Aquinas sees humans as beings naturally oriented to the highest good, who are however depraved by original sin that causes deviations from the natural order. A good government, therefore, would be able to direct society to the common good ignoring individual ambitions. The natural disagreements caused by the different passions of human nature must be reconciled by a rightful king who orders the country to virtue and prosperity searching for social peace.

Consequently, a bad government would account for one that rules for its own good or for the good of a particular fraction of society. Thomistic common good is seen as universal to all citizens, regardless of the majority's opinion. Aquinas divides perverted governments into three kinds:

- Tyrannies, corruption of monarchies, consisting of the rulership of a single person on his own benefit.
- Oligarchies, corruption of aristocracies, consisting of the rulership of a wealthy elite that oppresses the people to its own benefit.
- Democracy, corruption of politeias, consisting of a self-centered multitude who uses mob rule to oppress those outside of it.

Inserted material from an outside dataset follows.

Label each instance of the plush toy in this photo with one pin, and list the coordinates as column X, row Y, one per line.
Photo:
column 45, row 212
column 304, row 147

=== Right of revolution ===
Seeing tyranny as the worst possible form of government, Aquinas tries to propose ways of preventing it. Rejecting the possibility of a violent uprising against a tyrant unless absolutely necessary, the author defends the establishment of political mechanisms by which the people may use their "public authority" to limit the authority of or even depose a king who has not "fulfilled his duties". The proposed limits, however, where never stated due to the unfinished character of the work.

Aquinas advises against armed rebellion but states that citizens are not compelled to obey the laws of an illegitimate ruler that goes against the highest good. His view has been described as favourable to the "right to resist".